Il disco della maturità potrebbe dire qualcuno o, almeno, il disco della serenità, di quando non hai più la voglia né la necessità di provare cose nuove e decidi di trascorrere le tue serate divano e copertina.

Ma quando si ha a che fare con maestri del songwriting come Bono, The Edge, Adam Clayton e Larry Mullen, è possibile che il non rischiare non si traduca necessariamente in qualcosa di male.

Il ritorno alle origini dei nuovi U2

La reazione naturale fu prendere una direzione che fosse diametralmente opposta a quella in cui gli U2 si avventurarono con Pop e tornare alle origini, alla scrittura voce e chitarra più semplice possibile, quella in grado di aggiungere classici ad un catalogo già impressionante.

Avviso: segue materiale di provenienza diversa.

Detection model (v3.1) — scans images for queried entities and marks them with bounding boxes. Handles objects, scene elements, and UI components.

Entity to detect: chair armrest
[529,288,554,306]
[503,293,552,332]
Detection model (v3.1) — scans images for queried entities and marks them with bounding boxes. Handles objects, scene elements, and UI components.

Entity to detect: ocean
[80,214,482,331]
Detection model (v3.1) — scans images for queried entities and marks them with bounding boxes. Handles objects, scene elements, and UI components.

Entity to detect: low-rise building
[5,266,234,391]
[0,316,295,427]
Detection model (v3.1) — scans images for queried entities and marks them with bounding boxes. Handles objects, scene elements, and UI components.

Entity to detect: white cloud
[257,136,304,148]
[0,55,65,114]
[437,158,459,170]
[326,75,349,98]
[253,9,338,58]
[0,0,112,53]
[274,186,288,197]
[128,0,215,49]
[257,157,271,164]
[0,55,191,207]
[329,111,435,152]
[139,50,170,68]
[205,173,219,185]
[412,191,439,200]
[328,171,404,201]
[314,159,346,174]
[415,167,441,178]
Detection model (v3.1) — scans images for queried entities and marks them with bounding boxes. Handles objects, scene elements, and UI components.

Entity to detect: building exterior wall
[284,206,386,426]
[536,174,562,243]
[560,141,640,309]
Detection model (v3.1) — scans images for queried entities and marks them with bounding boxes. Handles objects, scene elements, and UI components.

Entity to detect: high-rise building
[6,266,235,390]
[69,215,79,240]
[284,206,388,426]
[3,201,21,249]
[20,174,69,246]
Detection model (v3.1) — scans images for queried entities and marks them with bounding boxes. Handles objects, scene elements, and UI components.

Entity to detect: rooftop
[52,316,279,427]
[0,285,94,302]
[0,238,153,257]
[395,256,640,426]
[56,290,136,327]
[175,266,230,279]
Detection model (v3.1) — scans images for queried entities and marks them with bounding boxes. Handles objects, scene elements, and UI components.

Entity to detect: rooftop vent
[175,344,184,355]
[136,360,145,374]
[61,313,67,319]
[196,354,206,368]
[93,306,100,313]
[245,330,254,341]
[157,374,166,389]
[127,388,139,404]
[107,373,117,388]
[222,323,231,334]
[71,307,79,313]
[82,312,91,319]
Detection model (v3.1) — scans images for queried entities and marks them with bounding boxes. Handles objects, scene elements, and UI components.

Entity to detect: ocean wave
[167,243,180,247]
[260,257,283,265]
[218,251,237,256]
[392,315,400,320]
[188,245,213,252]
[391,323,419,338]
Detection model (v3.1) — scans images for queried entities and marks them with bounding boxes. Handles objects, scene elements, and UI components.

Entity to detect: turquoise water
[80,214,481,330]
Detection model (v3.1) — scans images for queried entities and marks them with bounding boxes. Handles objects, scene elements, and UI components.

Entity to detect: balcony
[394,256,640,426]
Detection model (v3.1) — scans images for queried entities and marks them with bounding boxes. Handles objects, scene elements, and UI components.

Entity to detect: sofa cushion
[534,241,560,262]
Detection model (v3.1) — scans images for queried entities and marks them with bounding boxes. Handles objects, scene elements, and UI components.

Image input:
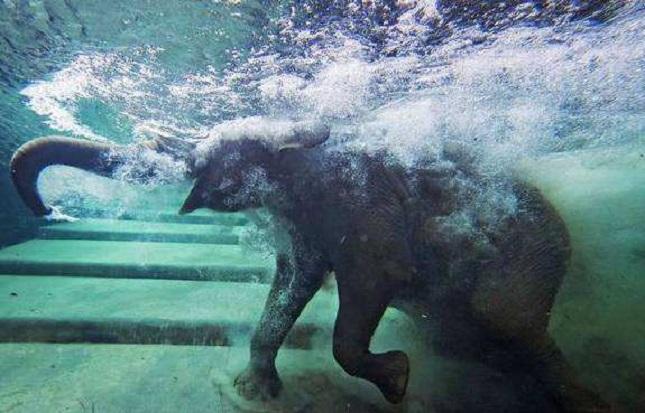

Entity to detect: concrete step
[150,210,248,226]
[0,275,414,347]
[64,206,249,226]
[39,219,243,244]
[0,343,423,413]
[0,275,346,348]
[0,240,274,282]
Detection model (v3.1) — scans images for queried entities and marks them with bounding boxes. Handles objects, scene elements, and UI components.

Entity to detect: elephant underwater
[9,119,608,412]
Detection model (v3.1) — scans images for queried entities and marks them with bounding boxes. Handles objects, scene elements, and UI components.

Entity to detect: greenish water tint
[0,1,643,412]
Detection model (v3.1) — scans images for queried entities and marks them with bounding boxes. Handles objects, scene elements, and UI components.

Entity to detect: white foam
[193,117,328,170]
[18,3,644,230]
[43,205,79,223]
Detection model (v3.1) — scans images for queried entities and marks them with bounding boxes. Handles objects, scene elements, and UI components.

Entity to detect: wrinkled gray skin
[11,124,608,412]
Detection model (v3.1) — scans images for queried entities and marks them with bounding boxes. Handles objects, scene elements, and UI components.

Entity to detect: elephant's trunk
[10,136,126,216]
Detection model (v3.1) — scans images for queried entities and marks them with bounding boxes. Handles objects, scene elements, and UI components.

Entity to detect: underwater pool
[0,1,643,412]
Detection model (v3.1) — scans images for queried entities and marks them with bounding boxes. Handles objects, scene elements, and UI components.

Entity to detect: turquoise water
[0,1,643,412]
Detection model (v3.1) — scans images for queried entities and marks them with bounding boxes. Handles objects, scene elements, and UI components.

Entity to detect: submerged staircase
[0,209,341,347]
[0,207,414,412]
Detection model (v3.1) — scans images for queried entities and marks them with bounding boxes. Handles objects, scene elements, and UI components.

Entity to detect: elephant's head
[180,120,330,214]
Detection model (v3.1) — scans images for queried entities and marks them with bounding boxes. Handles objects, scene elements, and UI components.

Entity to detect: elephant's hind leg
[470,259,609,411]
[332,277,410,404]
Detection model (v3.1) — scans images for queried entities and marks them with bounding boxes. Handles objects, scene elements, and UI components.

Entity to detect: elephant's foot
[234,365,282,401]
[371,350,410,404]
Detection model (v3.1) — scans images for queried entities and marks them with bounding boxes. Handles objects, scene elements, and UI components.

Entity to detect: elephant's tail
[10,136,129,216]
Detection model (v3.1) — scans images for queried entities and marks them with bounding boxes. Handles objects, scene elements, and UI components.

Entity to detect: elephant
[10,119,608,412]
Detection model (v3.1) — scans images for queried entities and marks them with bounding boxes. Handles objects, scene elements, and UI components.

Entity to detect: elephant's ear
[277,121,330,151]
[179,174,208,215]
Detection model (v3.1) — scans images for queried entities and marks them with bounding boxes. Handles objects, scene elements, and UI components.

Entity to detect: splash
[16,1,644,219]
[20,2,643,150]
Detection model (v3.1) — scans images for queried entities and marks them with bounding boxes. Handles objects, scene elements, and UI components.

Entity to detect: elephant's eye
[218,178,235,191]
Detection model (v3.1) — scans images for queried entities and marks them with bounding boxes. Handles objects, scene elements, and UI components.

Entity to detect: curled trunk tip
[10,136,119,217]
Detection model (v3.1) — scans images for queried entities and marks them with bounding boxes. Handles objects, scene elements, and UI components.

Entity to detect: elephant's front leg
[332,274,410,404]
[235,251,326,401]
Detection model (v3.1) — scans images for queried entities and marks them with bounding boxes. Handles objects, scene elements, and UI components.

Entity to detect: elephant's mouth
[178,202,195,215]
[179,183,204,215]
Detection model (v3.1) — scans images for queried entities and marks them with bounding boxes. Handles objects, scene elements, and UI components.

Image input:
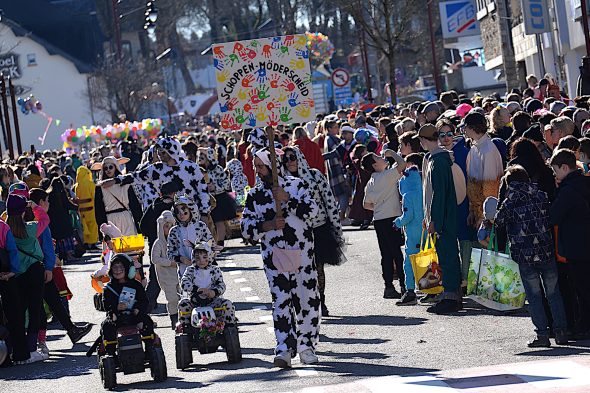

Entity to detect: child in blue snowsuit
[393,165,424,305]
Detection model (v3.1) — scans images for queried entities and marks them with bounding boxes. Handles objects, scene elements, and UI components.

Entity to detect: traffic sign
[331,68,350,88]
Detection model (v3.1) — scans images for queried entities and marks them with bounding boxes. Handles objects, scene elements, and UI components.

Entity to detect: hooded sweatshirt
[167,195,213,277]
[74,166,95,212]
[423,148,457,235]
[151,211,179,301]
[394,166,424,248]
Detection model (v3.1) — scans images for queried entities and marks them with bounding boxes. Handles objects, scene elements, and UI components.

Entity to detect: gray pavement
[1,226,589,392]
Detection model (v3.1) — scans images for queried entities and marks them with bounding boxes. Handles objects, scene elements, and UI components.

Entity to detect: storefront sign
[522,0,551,35]
[439,0,480,39]
[0,54,21,79]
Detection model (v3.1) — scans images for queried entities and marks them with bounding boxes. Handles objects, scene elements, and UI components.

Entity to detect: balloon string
[37,111,53,146]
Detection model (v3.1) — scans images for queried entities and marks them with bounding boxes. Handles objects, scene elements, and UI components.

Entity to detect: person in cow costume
[241,147,321,369]
[100,137,211,217]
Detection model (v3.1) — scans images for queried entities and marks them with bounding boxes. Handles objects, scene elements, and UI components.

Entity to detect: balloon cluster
[61,118,162,148]
[305,32,335,70]
[17,95,42,115]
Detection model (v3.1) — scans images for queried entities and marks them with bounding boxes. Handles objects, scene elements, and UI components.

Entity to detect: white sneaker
[37,350,49,361]
[38,342,49,356]
[299,349,318,364]
[273,353,292,368]
[15,351,46,364]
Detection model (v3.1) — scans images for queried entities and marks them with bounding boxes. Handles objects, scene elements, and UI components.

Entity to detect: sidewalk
[290,356,590,393]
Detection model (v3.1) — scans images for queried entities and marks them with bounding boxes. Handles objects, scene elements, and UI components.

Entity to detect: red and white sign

Dopo esperimenti sonori più elettronici e audaci con gli album “Achtung Baby” e “Pop,” Bono, The Edge, Adam Clayton e Larry Mullen Jr. scelgono di riscoprire il rock più classico e melodico, dimostrando ancora una volta la loro abilità di reinventarsi senza perdere l’autenticità.

Messe da parte le stage personality di The Fly e McPhisto che negli anni'90 trasformarono Bono in qualcosa di più di un semplice cantautore, gli U2 tornarono ad essere solo quei quattro ragazzi di Dublino - ora uomini - in grado di scrivere classici immediati e senza tempo.

Importante in questo senso fu anche il cambio di produzione che, al posto di nomi come Flood e Howie B, vide ritornare in cabina di regia il duo composto da Briano Eno e Daniel Lanois, già fautori di opere come "The Joshua Tree" e "Achtung Baby".

L'approccio stesso alla realizzazione del disco fu quello di un tempo, quello di un gruppo di amici chiusi in sala prove per suonare insieme ma, inevitabilmente, lo status degli U2 si mise in mezzo.